A frágil maioria nas duas Casas do Parlamento, que definirá a permanência, ou não, do atual mandatário, tem sustentado até agora o plano econômico no qual se escora o governo instalado pela via constitucional, de acordo com aqueles deputados, senadores e ministros do Supremo Tribunal Federal (STF) que apoiam o afastamento da presidente Dilma Rousseff; ou devido ao golpe de Estado em marcha, conforme denunciam parcela da sociedade civil brasileira, parlamentares e movimentos sociais.

O horizonte de eventos, hoje, concentra-se no Senado, onde ocorrerá até agosto deste ano a votação decisiva para que Dilma volte ao exercício pleno do cargo, ou seja cassada e processada, cível e criminalmente. Diante de situação idêntica, em meados do século passado, nas Minas Gerais, o ex-presidente Tancredo Neves ouviu de seu arquirrival político Magalhães Pinto, aliado naquele momento para a instalação do Partido Popular (PP), a frase que ficou célebre no folclore brasileiro:

“Política é como nuvem. Você olha e ela está de um jeito. Olha de novo e ela já mudou”.

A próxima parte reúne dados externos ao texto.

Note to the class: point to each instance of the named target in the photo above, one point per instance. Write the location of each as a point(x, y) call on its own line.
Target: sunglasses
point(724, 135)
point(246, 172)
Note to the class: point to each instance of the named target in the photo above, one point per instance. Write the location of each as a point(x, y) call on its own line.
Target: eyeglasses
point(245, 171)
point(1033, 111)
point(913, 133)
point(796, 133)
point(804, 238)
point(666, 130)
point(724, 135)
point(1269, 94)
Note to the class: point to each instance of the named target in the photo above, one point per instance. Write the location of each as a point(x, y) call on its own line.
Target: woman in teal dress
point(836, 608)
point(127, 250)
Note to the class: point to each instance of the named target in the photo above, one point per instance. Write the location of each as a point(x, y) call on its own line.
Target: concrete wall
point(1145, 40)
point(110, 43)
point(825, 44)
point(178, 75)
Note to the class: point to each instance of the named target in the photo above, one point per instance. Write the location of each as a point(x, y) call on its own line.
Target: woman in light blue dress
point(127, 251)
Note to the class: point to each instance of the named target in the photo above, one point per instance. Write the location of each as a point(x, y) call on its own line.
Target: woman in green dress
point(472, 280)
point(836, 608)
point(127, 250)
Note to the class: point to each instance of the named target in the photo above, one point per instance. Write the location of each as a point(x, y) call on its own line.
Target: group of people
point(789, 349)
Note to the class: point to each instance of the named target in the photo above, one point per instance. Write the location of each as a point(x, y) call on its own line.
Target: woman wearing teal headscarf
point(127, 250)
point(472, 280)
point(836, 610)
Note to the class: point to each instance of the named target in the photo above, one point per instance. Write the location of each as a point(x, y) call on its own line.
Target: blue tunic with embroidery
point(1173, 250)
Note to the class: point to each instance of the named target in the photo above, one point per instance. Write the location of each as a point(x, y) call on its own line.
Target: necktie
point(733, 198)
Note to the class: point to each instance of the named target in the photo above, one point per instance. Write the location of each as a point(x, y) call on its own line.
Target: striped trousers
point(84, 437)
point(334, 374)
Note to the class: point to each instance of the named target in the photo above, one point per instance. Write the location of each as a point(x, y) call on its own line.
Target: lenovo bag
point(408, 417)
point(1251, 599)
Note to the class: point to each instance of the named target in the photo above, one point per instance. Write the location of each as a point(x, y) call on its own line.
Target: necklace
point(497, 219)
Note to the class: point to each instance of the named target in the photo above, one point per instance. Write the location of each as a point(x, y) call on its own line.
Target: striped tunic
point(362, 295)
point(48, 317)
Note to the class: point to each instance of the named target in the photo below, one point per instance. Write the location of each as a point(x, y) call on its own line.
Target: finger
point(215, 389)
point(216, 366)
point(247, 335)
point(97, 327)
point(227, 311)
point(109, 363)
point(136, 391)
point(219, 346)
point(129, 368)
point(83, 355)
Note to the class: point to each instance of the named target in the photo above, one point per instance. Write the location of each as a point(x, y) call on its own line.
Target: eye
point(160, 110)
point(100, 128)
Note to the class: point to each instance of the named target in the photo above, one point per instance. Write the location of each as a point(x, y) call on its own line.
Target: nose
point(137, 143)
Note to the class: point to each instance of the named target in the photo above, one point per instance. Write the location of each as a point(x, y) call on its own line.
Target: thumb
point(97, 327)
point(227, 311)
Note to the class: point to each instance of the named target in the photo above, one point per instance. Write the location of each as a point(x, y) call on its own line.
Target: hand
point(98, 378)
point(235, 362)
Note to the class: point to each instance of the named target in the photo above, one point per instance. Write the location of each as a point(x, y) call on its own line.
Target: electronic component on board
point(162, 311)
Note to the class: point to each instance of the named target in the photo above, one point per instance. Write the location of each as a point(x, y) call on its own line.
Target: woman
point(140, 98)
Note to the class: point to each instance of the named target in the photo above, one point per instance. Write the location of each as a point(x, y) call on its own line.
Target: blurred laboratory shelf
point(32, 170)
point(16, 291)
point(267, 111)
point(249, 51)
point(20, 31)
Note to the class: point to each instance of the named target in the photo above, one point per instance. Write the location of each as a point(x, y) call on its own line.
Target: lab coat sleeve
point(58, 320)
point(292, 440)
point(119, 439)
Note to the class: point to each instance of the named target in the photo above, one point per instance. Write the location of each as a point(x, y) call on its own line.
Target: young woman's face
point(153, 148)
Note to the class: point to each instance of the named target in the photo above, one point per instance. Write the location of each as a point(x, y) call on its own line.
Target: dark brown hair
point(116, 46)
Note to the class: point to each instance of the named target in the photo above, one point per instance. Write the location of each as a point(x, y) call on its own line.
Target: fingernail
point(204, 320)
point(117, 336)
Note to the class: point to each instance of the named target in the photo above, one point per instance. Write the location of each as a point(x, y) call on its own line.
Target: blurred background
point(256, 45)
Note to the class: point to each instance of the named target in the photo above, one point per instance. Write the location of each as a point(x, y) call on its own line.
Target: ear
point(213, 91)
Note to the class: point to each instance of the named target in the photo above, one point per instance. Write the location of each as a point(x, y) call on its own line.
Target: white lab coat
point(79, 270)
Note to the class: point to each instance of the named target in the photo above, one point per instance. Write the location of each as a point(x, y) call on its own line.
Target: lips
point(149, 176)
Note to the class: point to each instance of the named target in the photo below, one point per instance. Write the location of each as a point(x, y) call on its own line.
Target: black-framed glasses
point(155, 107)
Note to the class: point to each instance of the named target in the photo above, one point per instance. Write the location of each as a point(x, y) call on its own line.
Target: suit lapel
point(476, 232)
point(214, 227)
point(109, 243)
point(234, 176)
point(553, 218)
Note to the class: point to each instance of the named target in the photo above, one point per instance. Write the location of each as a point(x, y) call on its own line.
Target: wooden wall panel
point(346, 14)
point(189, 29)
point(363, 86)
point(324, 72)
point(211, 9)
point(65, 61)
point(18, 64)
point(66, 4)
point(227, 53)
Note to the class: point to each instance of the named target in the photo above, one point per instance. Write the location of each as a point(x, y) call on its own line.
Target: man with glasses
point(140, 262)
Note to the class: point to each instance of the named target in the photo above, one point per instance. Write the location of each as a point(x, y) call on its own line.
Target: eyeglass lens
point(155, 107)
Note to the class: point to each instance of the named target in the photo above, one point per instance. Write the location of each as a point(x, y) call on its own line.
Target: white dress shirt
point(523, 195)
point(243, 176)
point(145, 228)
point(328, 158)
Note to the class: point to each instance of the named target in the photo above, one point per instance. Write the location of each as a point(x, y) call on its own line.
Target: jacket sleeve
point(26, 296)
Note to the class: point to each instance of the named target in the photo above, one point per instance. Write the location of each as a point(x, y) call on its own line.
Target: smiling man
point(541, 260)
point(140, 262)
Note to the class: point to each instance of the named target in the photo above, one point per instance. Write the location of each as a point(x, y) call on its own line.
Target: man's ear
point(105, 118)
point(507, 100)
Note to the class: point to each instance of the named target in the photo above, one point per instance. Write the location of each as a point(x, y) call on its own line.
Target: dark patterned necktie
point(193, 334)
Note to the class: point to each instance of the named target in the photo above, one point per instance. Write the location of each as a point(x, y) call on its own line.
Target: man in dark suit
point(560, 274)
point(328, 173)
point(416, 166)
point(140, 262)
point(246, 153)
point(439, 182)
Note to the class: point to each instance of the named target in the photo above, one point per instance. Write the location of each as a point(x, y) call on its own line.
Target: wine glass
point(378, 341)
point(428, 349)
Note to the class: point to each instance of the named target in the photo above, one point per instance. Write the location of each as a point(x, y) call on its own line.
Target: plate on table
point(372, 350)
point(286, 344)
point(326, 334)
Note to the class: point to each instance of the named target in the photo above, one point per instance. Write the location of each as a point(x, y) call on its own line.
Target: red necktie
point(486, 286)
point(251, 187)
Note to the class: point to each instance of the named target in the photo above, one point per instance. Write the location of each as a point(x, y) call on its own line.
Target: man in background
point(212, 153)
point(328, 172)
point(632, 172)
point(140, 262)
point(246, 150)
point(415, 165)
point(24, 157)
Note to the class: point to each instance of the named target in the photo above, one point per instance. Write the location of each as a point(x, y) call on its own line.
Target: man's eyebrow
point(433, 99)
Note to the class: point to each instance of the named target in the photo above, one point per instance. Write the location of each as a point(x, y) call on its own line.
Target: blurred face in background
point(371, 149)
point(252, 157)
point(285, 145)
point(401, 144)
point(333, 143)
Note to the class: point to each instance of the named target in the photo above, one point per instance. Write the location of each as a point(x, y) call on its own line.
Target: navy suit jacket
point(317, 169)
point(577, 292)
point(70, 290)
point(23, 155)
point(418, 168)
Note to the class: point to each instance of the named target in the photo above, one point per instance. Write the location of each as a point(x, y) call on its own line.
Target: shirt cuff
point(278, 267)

Magalhães Pinto cunhou a máxima enquanto as duas principais tendências da oligarquia mineira, então unificadas, articulavam a volta dos militares à caserna sem, no entanto, entregar o poder aos partidos da esquerda ou ameaçar qualquer interesse do capital internacional. Aquelas raposas políticas costuravam o pano de fundo dos acontecimentos nos quais, meio século depois, desenvolve-se a batalha que definirá os destinos das próximas gerações. A mesma rede do tempo que imobiliza a presidente Dilma Rousseff ainda aprisiona, em seus nós de chumbo, os ecos do discurso histórico pronunciado naquele outono de 1964, no átrio da Central do Brasil — Centro do Rio de Janeiro —, no qual o presidente Jango Goulart anunciou as reformas de base. Dias depois, foi cassado por uma manobra no Parlamento.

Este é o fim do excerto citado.